( Rahasia Diantara ) Umami, MSG dan Chinese Restaurant Syndrome. Kita tentu sudah familiar dengan 4 rasa dasar pada makanan yaitu rasa asam, asin, manis dan pahit. Tapi selain 4 rasa dasar tersebut, masih ada 1 rasa dasar lagi dinamakan rasa dasar kelima yang konon dikenal dengan sebutan
UMAMI.
Rasa Umami merupakan tambahan untuk ke-4 komponen yang sudah famous dicecap indera perasa kita yaitu rasa GURIH pada lidah. Dimana salah satu senyawa yang diklaim bertanggung jawab terjadinya rasa gurih pada lidah dalam makanan adalah Monosodium Glutamat (MSG) sebagai trigger rasa umami ini.
Bismillahirrahmaanirrahiim Akhir akhir ini sering baca seliweran sharing di FB tentang jin peludah makanan, yang katanya merupakan penglaris yang dipakai pedagang jika ingin makanannya laris. Ya sih, kadang ada warung – warung yang makanannya lebih enak jika dimakan ditempat.
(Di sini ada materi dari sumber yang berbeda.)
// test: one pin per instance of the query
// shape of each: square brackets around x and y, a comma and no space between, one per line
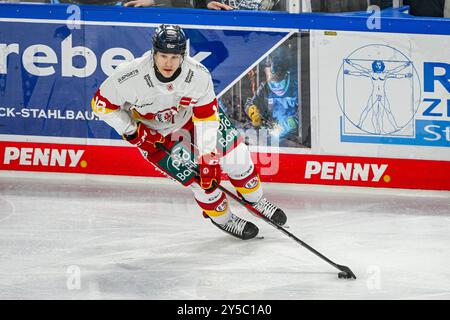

Bakso dan mie ayam yang jamak kita temui memiliki trend yang bejubel pengunjung dan rata-rata disantap ditempat. Pernahkah kita mencari tahu tentang rahasia kenapa makanan – makanan tadi selalu enak jika dimakan ditempat? Weiits, tapi jangan harap saya menjelaskan tentang jin peludah makanan disini ya. Ngetik namanya aja saya ngerik. Apalagi bahasnya. Abaikan tentang jin peludah atau mantra penglaris, karena saya tidak punya ilmunya. Hehehehe
 |
Bakso Kuah Sayur |
Eh iyyaaa, sebelum bercerita lebih ngelantur lagi, perlu saya kasih prolog jika postingan ini merupakan edisi GUEST POST perdana di blog saya. Sekarang mari kita simak sharing ilmu ghaib dari teman saya yang berdomisili di Banyuwangi ini.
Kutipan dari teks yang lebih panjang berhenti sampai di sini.